Payton is one of many who helped procure family artifacts, heirlooms and photographs from families who settled in Dallas after Gen. Granger's announcement of 1865. Freedman Town describes the enclave of black residents who lived and worked in an area now known to many as Uptown.
The primary location of acknowledgment of the area's history sits along the west side frontage road of Central Expressway, between Lemmon and Hall Avenues. Freedman's Cemetery holds the remains of thousands of freed slaves and their descendants, and the space is the city's direct source of education about black life after the Texas declaration of emancipation. Payton is certain families highlighted in the long standing exhibit in the museum are the beneficiaries of the Juneteenth legacy- the yearly celebration, not unlike Independence Day.

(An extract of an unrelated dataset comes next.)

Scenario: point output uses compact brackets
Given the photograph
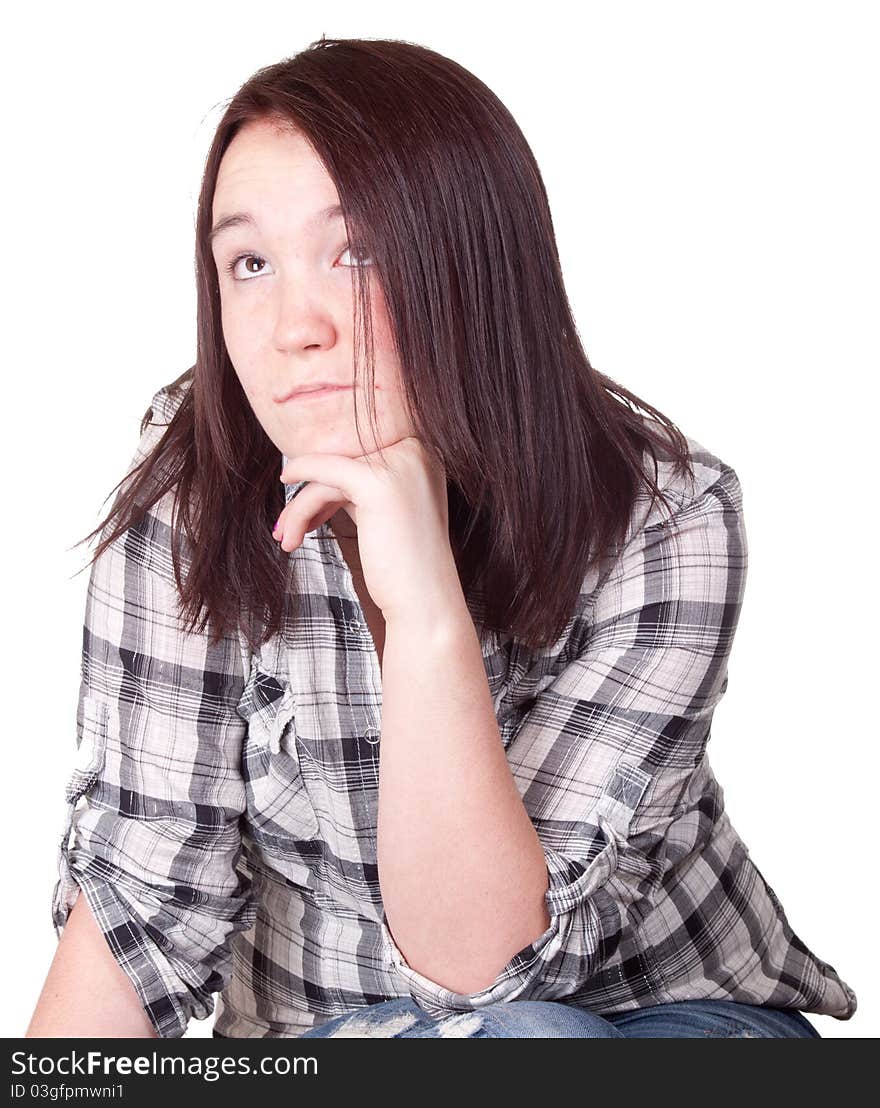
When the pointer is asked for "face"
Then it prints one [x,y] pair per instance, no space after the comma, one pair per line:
[286,283]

In a small monitor on a wall, film recordings of Dallas Juneteenth parades document the celebratory spirit along Freedman's Town streets. "Freedman's Town started in the1860s, as blacks got the news they didn't have to be slaves anymore," he said.
The lasting remnants of Freedman's Town had a visitor with a smart phone and a web blog, ready to stream to the world the living history behind Juneteenth. The woman who only refers to herself as Ms. Dew speaks directly into the phone camera. "
So, where I'm standing now is the African American cemetery", she states. In an instant, Ms. Dew gets a shower of "hearts" flowing on her screen, and a viewer asking "Show us more."
She pans her camera, directing the lens toward the Dallas downtown skyline, then pans across Central Expressway toward a still established neighborhood, built exclusively in the 1930's for black residents.
Juneteenth's legacy could be found across the eight lanes of traffic.
"It's a day to remember who we are, and who we came from", she said to her worldwide audience."